Just a quick post today showing an example of portfolio diversification in action.

Portfolio Diversification in Action

Diversification is recommended by every financial advisor. What this means is investing in different asset classes (US stocks, international stocks, US bonds, emerging markets, etc.) so you are spreading out, and hopefully lowering, the risk in your portfolio.

Yesterday’s (June 3rd, 2016) market moves give a great example of diversification in work. Below I use the actual percentages we had allocated in our portfolio as of that date. But I’ll use a $10,000 investment base to make the example fairly simple to see and understand.

The S&P 500 ended the day down .29% yesterday. Our investment account ended up .38% though. How?

Below is a chart I made of our investment portfolio’s results for the day.

Investment Performance Update - June 2016

You can see that the bottom line is that it gained .38% for the day – which means a difference of .67% (from the S&P drop to the portfolio’s rise). Of course, every day is different, and past performance doesn’t guarantee anything for the future, but this is a great example of diversification working.
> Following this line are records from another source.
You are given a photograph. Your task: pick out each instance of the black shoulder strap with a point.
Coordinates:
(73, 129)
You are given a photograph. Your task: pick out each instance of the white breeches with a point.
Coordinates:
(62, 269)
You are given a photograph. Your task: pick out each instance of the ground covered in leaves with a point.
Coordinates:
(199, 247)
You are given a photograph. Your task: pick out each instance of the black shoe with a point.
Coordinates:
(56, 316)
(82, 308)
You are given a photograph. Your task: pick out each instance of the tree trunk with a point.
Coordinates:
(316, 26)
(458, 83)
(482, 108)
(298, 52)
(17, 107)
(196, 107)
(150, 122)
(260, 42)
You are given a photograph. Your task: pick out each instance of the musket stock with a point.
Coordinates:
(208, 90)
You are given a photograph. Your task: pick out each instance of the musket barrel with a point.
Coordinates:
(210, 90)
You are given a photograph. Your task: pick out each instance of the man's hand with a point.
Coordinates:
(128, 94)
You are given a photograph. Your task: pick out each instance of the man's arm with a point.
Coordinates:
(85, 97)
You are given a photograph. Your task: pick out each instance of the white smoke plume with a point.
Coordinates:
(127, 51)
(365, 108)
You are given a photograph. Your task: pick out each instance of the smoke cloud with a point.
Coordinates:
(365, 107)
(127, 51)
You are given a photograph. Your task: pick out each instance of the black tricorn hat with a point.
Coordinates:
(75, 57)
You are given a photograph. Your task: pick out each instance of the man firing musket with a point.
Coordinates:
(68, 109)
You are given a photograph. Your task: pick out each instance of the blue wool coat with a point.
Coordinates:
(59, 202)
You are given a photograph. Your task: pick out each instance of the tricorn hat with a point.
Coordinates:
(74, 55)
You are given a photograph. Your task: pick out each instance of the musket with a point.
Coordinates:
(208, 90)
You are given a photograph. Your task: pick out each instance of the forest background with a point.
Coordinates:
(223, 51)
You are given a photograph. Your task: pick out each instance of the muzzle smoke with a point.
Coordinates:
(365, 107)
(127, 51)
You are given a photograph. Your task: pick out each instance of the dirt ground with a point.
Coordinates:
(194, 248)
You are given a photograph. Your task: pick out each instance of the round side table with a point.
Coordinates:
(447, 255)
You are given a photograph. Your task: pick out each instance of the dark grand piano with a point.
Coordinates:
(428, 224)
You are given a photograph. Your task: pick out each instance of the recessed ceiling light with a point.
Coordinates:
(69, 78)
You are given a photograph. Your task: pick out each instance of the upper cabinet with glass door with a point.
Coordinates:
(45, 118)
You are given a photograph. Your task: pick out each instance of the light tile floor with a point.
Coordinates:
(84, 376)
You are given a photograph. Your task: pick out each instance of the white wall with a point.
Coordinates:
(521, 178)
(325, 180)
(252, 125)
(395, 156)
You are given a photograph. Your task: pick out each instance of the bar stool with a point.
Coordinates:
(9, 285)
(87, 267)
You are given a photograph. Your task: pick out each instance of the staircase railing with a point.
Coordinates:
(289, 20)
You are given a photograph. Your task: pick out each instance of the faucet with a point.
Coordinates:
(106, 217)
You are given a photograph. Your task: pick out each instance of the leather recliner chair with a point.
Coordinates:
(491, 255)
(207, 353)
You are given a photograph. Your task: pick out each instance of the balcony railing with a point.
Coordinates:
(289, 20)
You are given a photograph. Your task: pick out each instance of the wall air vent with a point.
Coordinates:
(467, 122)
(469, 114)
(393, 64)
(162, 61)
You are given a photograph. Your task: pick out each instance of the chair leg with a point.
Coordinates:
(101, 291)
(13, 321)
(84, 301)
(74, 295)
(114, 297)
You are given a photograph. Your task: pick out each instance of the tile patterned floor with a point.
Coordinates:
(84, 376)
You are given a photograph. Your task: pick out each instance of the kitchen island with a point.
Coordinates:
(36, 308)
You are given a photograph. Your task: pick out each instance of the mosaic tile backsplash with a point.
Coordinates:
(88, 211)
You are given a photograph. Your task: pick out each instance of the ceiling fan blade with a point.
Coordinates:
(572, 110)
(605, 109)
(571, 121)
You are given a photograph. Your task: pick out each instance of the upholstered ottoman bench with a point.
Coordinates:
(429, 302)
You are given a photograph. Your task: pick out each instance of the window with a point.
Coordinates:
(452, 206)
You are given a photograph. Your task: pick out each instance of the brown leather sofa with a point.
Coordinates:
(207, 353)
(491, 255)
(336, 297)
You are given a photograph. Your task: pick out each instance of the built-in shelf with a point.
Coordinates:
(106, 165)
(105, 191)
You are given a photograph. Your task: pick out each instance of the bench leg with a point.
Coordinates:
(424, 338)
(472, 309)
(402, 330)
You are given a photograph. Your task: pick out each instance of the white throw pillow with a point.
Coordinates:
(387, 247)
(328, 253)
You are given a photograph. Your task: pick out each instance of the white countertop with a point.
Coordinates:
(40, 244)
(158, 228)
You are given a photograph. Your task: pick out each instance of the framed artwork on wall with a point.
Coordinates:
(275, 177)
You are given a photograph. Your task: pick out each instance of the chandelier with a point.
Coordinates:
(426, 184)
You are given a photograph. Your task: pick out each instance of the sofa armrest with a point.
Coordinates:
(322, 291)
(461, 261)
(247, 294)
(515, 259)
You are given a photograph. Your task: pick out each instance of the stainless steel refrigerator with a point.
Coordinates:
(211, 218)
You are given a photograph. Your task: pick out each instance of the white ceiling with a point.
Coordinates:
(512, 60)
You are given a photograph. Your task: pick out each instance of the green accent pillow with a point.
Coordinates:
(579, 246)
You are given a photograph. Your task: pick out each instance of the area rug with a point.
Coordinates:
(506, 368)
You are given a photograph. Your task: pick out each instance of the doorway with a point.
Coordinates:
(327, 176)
When coaching people in personal finance, we often educate on investing principles and practices. This includes explaining diversification and why it is a good idea.

Looking At The Above

The EFT ‘VEA‘ is a Vanguard ‘developed markets’ fund, so it holds investments from solid companies all over the world.

The ‘VWO‘ ETF is a Vanguard ’emerging markets’ fund, so it holds investments from companies in up-and-coming countries that might be positioned for big future growth.

Investing part of your portfolio in funds that aren’t tied solely to the US market means that something happening only in the USA (like job reports coming in worse than expected – which happened yesterday) will only impact a small part of the overall fund.

In yesterday’s case the funds had lower results on its US holdings but gains in others – giving a net gain overall for those specific funds. And since almost half (46.9%) of the portfolio has exposure to companies outside of the US, the worse-than-expected US jobs report only minimally impacted the overall portfolio.

On the date in this example, our portfolio’s diversification certainly worked as planned.